The FCO has been experimenting with digital diplomacy since 2007 but it provides some straight-forward rules and guidance: they insist that the bloggers think hard about what they are trying to achieve and who their target audience is before they begin. And they are asked to commit to posting regularly and moderating comments every day. Although they are offered tips on effective use of the medium, FCO bloggers are not told how to write.

Why am I harping on this? According to the 2008 Internet statistics, there are 220.1 million Internet users in the United States. Our Internet penetration rate is currently at 72.5% (the percentage of the total population of a given country or region that uses the Internet). That is the highest in North America.

In related stats, 54% of all online adults in the United States used the government sites. The generational differences in online activities specifically in the use of government sites are as follows:

  • Trailing boomers (age 41-50) – 64 %
  • Leading Boomers (51-59) – 60%
  • Gen X (29-40) – 56%

I just think that with effective use of technology, there is considerable opportunity to engage the American public on the work of the State Department and USAID. We don't need more fact sheets and briefing papers. What these agencies for diplomacy and development need are more storytellers -- not spin, just real stories from the trenches.

The absent is always wrong. How much longer is State/USAID going to be absent from the online conversation that is bursting a thousandfold?

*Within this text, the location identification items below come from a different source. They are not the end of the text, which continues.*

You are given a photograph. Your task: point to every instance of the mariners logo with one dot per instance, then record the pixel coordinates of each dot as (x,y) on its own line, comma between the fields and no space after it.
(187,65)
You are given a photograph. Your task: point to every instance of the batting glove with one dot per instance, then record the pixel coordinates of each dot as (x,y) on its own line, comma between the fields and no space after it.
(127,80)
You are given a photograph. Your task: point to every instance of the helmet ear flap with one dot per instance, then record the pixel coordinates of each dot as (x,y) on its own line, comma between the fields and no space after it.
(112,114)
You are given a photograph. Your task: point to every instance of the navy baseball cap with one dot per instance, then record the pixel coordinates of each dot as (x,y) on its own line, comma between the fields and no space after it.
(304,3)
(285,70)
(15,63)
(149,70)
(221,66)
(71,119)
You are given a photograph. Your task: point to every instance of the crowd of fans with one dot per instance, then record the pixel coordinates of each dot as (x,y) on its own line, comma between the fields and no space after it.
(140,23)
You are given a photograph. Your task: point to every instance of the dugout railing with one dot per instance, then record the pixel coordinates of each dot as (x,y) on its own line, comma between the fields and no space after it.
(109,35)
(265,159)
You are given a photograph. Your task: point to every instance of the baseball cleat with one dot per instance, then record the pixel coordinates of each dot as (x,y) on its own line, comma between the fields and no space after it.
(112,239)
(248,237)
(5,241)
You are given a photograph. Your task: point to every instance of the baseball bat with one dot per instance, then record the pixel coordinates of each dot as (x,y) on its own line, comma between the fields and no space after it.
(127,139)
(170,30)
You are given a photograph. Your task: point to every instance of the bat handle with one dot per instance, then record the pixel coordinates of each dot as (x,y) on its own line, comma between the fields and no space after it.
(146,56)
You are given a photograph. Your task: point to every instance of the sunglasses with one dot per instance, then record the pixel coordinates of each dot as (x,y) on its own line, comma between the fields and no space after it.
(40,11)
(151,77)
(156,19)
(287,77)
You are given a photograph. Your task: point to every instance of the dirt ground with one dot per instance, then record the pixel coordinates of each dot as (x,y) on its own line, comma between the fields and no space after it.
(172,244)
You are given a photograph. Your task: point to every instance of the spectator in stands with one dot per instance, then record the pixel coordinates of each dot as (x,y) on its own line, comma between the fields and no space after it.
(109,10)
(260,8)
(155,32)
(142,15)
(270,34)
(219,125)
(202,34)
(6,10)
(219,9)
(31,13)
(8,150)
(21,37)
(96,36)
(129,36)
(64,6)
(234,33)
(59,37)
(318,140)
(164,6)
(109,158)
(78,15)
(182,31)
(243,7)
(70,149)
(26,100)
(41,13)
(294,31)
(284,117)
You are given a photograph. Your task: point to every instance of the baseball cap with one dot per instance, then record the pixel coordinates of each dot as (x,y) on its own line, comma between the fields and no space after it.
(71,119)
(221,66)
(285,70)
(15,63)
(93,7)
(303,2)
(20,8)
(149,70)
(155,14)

Randy Pausch used to say that "the brick walls are there to give us a chance to show how badly we want something." I recognize that there are security issues, and the mindset of hoarding/protecting information as well, among specific challenges that need to be overcome. But that is all part of this fast changing fascinating new world. The real challenge is the organization’s ability and willingness to seize the moment, consider the brick walls, and find ways to operate from “what can’t be done” to “what is possible.”

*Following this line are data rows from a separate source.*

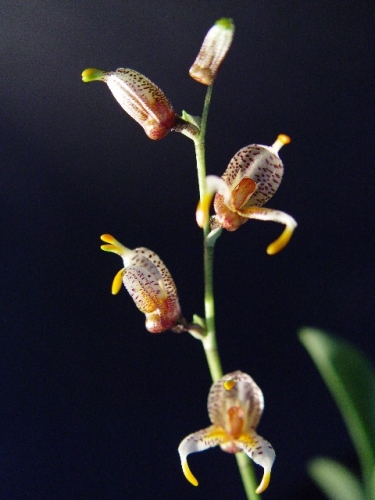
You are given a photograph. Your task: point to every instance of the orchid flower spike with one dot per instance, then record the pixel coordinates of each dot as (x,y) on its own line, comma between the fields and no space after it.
(213,51)
(139,97)
(150,285)
(235,405)
(250,180)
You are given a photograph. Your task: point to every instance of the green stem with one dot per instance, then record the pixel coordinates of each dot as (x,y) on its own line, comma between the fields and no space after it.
(247,475)
(209,341)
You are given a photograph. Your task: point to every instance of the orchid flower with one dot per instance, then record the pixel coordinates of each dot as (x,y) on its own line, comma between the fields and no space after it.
(150,284)
(139,97)
(250,180)
(213,51)
(235,405)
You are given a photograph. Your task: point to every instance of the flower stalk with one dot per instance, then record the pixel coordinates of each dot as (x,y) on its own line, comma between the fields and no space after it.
(209,341)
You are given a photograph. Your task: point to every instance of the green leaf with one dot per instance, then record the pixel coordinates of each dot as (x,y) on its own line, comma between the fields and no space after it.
(335,480)
(350,378)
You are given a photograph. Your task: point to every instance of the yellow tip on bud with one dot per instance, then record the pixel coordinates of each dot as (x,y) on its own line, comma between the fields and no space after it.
(264,483)
(202,214)
(188,474)
(91,74)
(282,140)
(281,241)
(229,384)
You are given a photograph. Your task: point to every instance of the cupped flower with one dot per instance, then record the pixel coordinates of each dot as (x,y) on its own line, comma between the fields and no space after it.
(139,97)
(213,51)
(235,405)
(250,180)
(150,285)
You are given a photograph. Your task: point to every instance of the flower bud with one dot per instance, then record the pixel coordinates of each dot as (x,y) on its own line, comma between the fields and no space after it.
(139,97)
(150,285)
(214,48)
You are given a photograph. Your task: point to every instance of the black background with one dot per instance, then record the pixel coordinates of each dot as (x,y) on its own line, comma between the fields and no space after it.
(92,405)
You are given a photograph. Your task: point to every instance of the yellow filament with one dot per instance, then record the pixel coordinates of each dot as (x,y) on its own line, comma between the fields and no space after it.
(117,282)
(111,248)
(188,474)
(281,241)
(264,483)
(229,384)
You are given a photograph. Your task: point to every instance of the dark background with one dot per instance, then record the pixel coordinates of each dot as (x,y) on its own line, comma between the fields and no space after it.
(92,405)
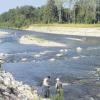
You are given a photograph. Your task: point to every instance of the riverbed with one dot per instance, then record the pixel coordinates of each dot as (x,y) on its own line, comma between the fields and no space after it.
(76,63)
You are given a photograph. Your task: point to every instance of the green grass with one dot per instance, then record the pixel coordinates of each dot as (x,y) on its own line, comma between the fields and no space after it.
(67,25)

My mate helpfully points out that if real folks write about the "realities" of FS life, that if might turn off applicants for the Foreign Service. Well, look -- there is always that as a possibility. But considering that the Government pays a chunk of taxpayer money to train diplomats in languages and other functional skills, and to ship and house them and their families overseas -- wouldn't it make much more sense to have recruits who know exactly what they are getting into, rather than have recruits from cloud nine who flames out and quit when their expectations are not met?